Fortunately, two days after Halchon passed through, one of Tayse’s messengers arrived. He was a young man from the king’s civil guard—not a Rider and probably never good enough to be a Rider, but earnest and enthusiastic and eager to do his best. Justin sat with him an hour, giving him concise details about the things he’d seen and guessed so far, and sent him on his way the next morning. It chafed him to have to sit still in Neft, awaiting word from Tayse. Surely he had seen enough by now to know Coralinda Gisseltess was plotting against the king? Surely the fact that men of her guard were murdering nobles in their homes was reason enough to have King Baryn move against her? Surely there was very little else Justin needed to stay here to learn?
But if he was called back to Ghosenhall, he would never see Ellynor again.
He didn’t want to stay. It was so strange to realize that, even more, he didn’t want to leave.
Three days after Ellynor left, another visitor arrived in Neft, this one even more welcome than Tayse’s messenger.
Justin was alone in the stalls, checking a horse’s legs for injuries, when he heard an imperious voice raised outside. “Hey, there! Boy! Boy! Isn’t there anybody who works here? Will someone come take my horse?”
He straightened, left the stall, and hurried out toward the front, a grimace on his face the whole time. It sounded like some rich, fat, old noblewoman who wasn’t used to waiting, who was about to leave him with some high-strung animal that would take half the night to settle. Hard to believe a woman like that would be traveling alone, wouldn’t have servants with her who could lead the horse to its quarters for the night while she made herself comfortable in the only truly respectable inn the city offered.

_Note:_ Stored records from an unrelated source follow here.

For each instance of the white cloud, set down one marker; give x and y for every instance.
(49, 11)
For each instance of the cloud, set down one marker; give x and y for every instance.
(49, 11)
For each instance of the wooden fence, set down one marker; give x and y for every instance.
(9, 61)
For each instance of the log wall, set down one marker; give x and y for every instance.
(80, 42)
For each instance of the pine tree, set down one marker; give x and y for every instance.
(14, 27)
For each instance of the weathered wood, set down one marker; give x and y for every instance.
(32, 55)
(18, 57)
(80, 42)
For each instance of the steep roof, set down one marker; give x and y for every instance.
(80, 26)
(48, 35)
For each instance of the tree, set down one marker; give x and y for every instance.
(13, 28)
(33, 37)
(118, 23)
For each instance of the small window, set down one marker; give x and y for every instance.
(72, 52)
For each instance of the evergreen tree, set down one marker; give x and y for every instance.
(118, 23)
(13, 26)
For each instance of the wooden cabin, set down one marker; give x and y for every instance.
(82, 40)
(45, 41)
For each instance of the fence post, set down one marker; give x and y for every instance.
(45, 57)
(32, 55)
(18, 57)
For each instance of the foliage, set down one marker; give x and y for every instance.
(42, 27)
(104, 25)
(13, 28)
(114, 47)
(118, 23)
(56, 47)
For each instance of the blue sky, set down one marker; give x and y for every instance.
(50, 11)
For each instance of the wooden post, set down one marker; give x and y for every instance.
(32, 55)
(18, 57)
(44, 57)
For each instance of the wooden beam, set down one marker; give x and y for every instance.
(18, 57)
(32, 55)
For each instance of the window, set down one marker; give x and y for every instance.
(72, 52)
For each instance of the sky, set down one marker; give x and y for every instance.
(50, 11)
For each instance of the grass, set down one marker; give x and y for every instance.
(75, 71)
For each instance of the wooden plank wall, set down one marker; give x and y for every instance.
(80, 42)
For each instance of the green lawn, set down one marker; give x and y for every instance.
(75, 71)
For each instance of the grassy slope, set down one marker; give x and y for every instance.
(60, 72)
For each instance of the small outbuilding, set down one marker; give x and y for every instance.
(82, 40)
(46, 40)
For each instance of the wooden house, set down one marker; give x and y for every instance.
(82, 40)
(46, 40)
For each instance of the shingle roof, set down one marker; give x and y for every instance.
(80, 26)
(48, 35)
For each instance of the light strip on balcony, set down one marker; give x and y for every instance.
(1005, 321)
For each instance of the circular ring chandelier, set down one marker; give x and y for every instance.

But when he emerged into fading daylight, he found that the new arrival was indeed all alone. He’d been wrong about the fat part, but he’d gotten the rest of it right. She was an elderly woman, white-haired and scowling, but sitting poker-straight on the back of a magnificent night-black stallion. She was dressed in silk and velvet, a fortune in jewels around her throat, and even the horse’s bridle looked expensive. When she saw him, she tossed her head and allowed a look of distaste to cross her patrician features.
“Are
you
the only one here?” she asked in accents of disgust. “You don’t look like you could be trusted to run the kennels, let alone manage a spirited animal like mine.”
Justin had the lowest possible opinion of the nobility, but such rudeness was almost unprecedented. “I can be trusted,” he said in a level voice. “How long will you be staying?”
Her scornful glance swept over what part of Neft she could see from this admittedly inferior district. “As short a time as possible. A day, perhaps two.”
“We’ll be happy to feed and water your horse for you. Groom him, too, but that’s extra.”